Using a custom image with pre-installed software packages can significantly reduce the startup time for cloud nodes by minimizing package download time.
Prerequisites
-
You have created a registered cluster and connected a self-managed Kubernetes cluster from your on-premises data center to the registered cluster over a private network. For more information, see Create an ACK One registered cluster.
-
The network of your self-managed Kubernetes cluster in an on-premises data center is connected to the Virtual Private Cloud (VPC) that the registered cluster uses. For more information, see Use scenario-based networking to connect multiple VPCs.
-
You have activated Object Storage Service (OSS) and created a bucket. For more information, see Activate OSS and Create a bucket.
-
You have connected to the registered cluster by using kubectl.
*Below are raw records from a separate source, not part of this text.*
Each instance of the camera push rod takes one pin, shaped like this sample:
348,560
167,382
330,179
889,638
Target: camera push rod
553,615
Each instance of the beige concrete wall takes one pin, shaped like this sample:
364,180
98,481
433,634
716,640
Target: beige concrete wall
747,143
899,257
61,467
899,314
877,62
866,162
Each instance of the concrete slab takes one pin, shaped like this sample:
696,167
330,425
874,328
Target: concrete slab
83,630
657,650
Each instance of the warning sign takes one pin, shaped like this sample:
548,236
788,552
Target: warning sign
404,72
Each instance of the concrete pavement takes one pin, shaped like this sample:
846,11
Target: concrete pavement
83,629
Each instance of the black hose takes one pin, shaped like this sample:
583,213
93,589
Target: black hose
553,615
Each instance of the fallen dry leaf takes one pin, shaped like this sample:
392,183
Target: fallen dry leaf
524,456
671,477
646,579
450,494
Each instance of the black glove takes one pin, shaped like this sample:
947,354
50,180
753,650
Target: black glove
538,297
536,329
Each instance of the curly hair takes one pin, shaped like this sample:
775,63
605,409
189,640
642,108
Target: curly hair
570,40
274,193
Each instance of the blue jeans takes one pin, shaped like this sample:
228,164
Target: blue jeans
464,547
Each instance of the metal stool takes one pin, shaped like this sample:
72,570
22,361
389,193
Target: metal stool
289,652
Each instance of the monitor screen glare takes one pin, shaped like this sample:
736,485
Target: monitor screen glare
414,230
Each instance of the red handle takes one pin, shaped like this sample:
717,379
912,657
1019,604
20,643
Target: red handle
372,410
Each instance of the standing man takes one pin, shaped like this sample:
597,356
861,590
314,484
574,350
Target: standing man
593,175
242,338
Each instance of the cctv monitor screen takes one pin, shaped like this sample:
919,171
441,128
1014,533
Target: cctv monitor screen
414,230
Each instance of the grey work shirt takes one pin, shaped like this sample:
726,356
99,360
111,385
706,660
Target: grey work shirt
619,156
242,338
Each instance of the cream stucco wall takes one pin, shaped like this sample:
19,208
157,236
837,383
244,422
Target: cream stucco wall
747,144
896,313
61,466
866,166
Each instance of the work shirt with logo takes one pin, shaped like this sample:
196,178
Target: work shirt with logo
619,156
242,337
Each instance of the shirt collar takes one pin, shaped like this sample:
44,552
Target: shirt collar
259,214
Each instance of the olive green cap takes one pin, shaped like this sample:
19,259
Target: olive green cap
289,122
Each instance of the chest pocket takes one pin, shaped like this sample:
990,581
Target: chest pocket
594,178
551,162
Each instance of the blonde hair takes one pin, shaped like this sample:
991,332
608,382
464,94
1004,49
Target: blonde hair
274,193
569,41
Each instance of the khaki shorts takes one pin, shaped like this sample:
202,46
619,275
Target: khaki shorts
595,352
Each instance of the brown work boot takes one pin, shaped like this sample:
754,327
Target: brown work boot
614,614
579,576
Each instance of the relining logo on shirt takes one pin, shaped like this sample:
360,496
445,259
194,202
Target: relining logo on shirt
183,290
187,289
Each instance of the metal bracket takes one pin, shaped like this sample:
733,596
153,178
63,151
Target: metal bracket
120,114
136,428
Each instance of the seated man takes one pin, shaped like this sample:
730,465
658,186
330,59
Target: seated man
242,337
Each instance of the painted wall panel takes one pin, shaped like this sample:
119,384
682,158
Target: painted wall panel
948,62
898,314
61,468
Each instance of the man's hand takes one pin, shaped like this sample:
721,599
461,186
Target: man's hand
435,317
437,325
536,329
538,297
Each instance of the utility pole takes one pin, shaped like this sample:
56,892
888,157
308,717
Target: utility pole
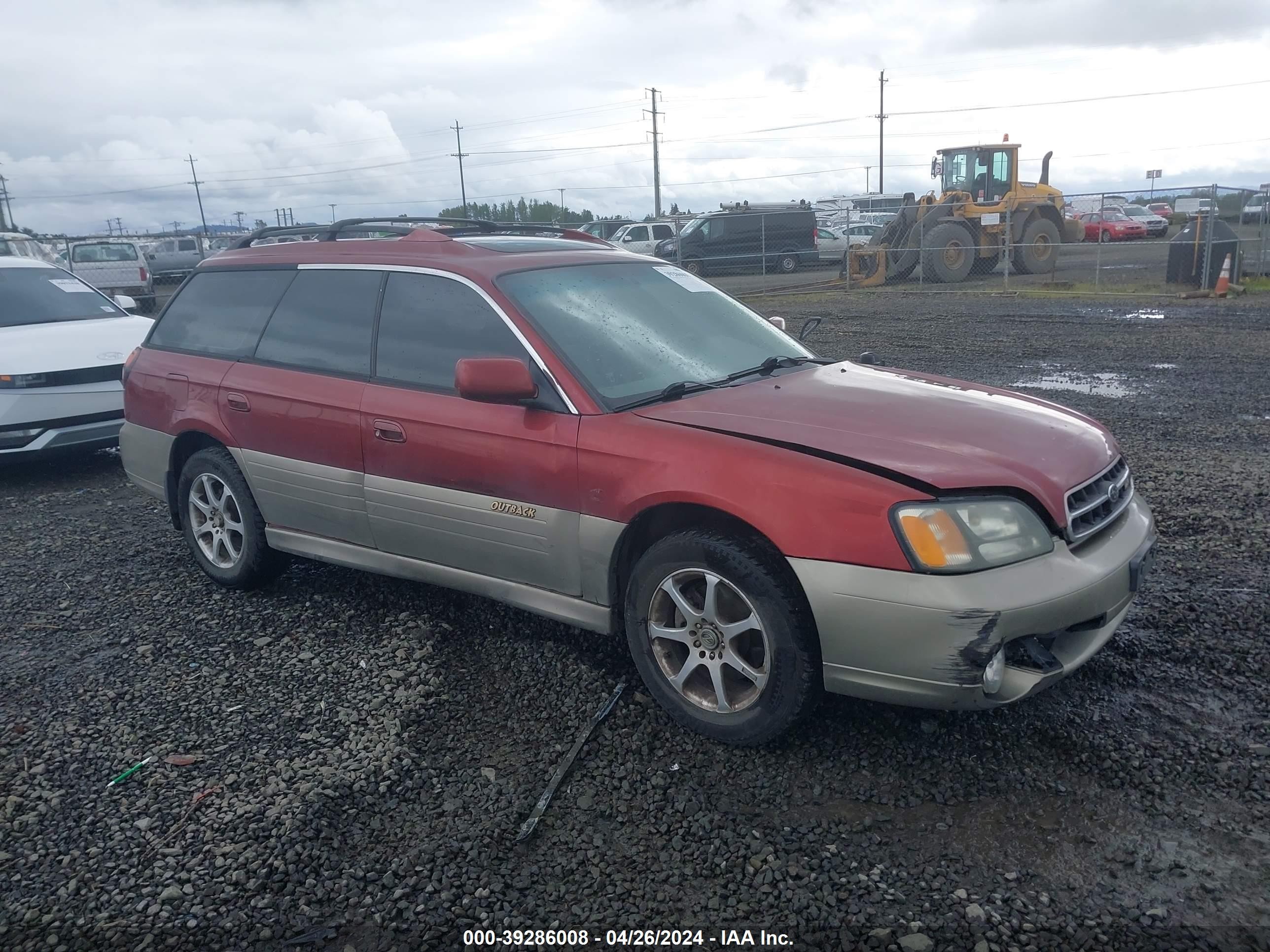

For more information, see Obtain the kubeconfig file of a cluster and use kubectl to connect to the cluster.
Procedure
-
This topic uses a CentOS 7.9 operating system and a Kubernetes v1.28.3 cluster connected using binaries as an example of how to create a custom image for an elastic node pool.
-
If you already have a custom image, you can skip to Step 3.
Step 1: Create a node pool and add a node
-
Select an OSS bucket, create a file named
join-ecs-node.shwith the following content, and upload the file to the bucket.echo "The node providerid is $ALIBABA_CLOUD_PROVIDER_ID" echo "The node name is $ALIBABA_CLOUD_NODE_NAME" echo "The node labels are $ALIBABA_CLOUD_LABELS" echo "The node taints are $ALIBABA_CLOUD_TAINTS" -
Obtain the URL of the
join-ecs-node.shfile (you can use a signed URL), and then modify the custom script configuration in the cluster.-
Run the following command to edit the
ack-agent-configConfigMap:kubectl edit cm ack-agent-config -n kube-system -
Modify the
addNodeScriptPathfield. The updated configuration is as follows:apiVersion: v1 data: addNodeScriptPath: https://kubelet-****.oss-cn-hangzhou-internal.aliyuncs.com/join-ecs-nodes.sh kind: ConfigMap metadata: name: ack-agent-config namespace: kube-system
-
-
Create a node pool named
cloud-testand set Expected Nodes to 1. For more information, see Create and manage a node pool.ImportantThe new node will have a
Failedstatus because it lacks the required software packages. You must log on to this node for initialization, so ensure it is accessible through SSH.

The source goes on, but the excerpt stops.